Pas de référendum sur la question

De quoi s’agit-il en réalité ? Cette déclaration d’intention fait suite à une motion du Parlement européen, adoptée à une forte majorité, recommandant l’abrogation du changement d’heure (8 février 2018). Les raisons invoquées en faveur de cette décision sont celles que de multiples organismes, associations et personnalités s’échinaient à faire valoir (dans le désintérêt général des médias et des responsables) depuis que cette disposition a été adoptée en France, en 1973, à l’initiative de Valéry Giscard d’Estaing ; à savoir – en résumé lapidaire – que cette manipulation des pendules a de nombreuses conséquences néfastes pour la santé (particulièrement des enfants), est génératrice d’accidents, nuisible à la productivité du travail ; et enfin (last but not least), qu’elle ne répond plus à l’objectif en vue duquel elle avait été prise : réaliser des économies d’énergie (lesquelles ont, en tout état de cause, toujours été infinitésimales).
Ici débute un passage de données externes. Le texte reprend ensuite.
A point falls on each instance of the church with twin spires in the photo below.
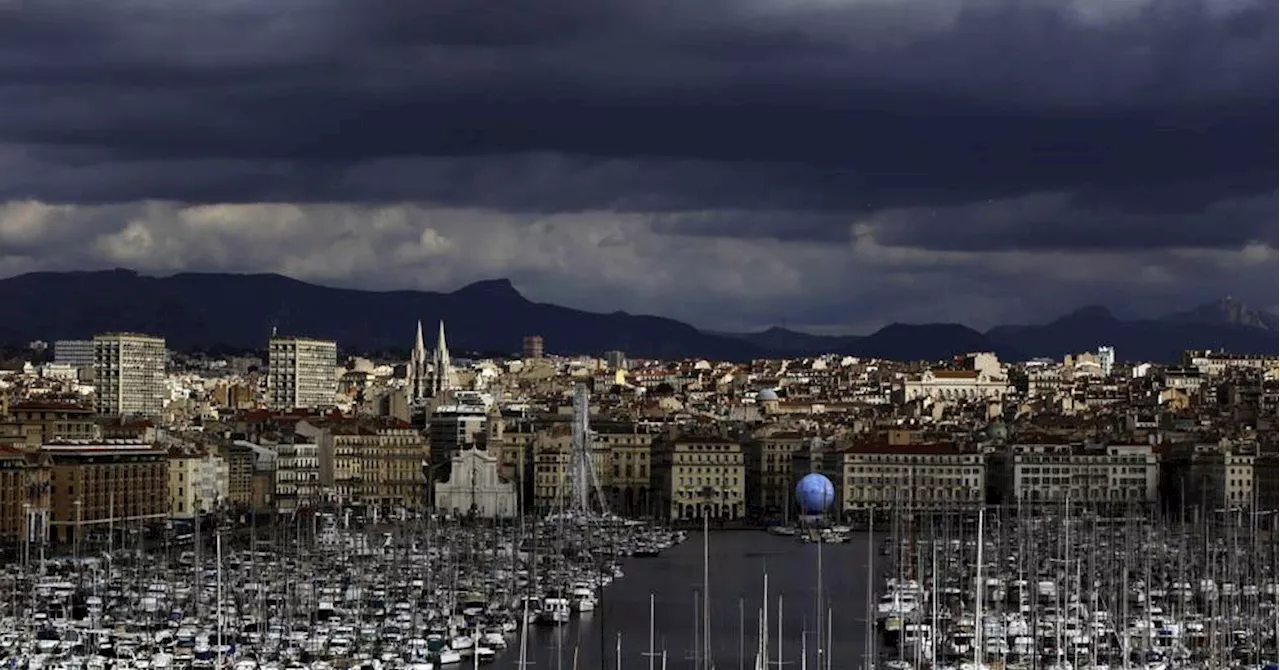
(430, 377)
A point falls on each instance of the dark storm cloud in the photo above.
(794, 118)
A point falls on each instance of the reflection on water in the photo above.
(737, 564)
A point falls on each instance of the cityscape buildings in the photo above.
(297, 429)
(129, 374)
(301, 373)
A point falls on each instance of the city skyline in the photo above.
(830, 165)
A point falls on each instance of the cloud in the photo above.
(833, 163)
(604, 260)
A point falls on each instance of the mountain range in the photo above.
(241, 310)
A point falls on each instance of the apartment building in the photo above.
(374, 464)
(129, 374)
(533, 347)
(241, 460)
(297, 477)
(1083, 473)
(877, 475)
(23, 493)
(626, 452)
(35, 423)
(553, 464)
(94, 486)
(700, 475)
(301, 373)
(1196, 477)
(769, 479)
(199, 483)
(76, 352)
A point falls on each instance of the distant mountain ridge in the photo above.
(1228, 311)
(1223, 324)
(240, 310)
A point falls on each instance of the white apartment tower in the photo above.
(129, 373)
(1106, 360)
(301, 373)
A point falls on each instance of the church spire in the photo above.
(443, 364)
(417, 368)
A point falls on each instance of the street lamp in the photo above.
(707, 493)
(80, 520)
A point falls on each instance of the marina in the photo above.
(1077, 588)
(316, 593)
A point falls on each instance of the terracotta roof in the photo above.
(955, 374)
(908, 450)
(37, 405)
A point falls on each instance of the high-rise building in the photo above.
(1106, 360)
(533, 346)
(129, 373)
(74, 352)
(616, 360)
(301, 373)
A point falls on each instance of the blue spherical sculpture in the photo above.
(816, 493)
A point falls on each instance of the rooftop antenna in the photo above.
(581, 472)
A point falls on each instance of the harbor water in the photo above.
(739, 561)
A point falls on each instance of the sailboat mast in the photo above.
(218, 543)
(981, 588)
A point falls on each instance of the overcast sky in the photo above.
(831, 165)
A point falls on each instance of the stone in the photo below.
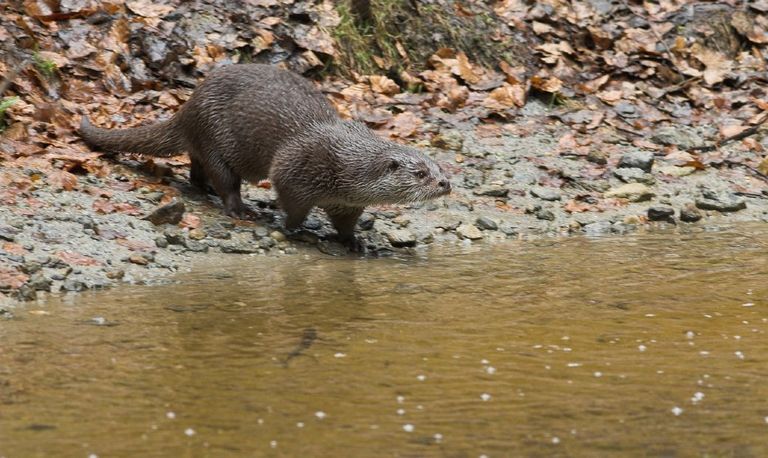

Autrement dit, la recommandation du Parlement européen ne fait qu’entériner le constat que la mesure – progressivement généralisée à tous les pays européens – présente plus d’inconvénients que d’avantages, et que le bon sens commande donc de l’abandonner. Il n’est pas indifférent de noter que, il y a quelques années, une très sérieuse commission du Sénat français, se fondant sur un grand nombre d’études et d’expertises nationales et internationales, était parvenue aux mêmes conclusions et avait émis la même recommandation (non reprise par le pouvoir exécutif).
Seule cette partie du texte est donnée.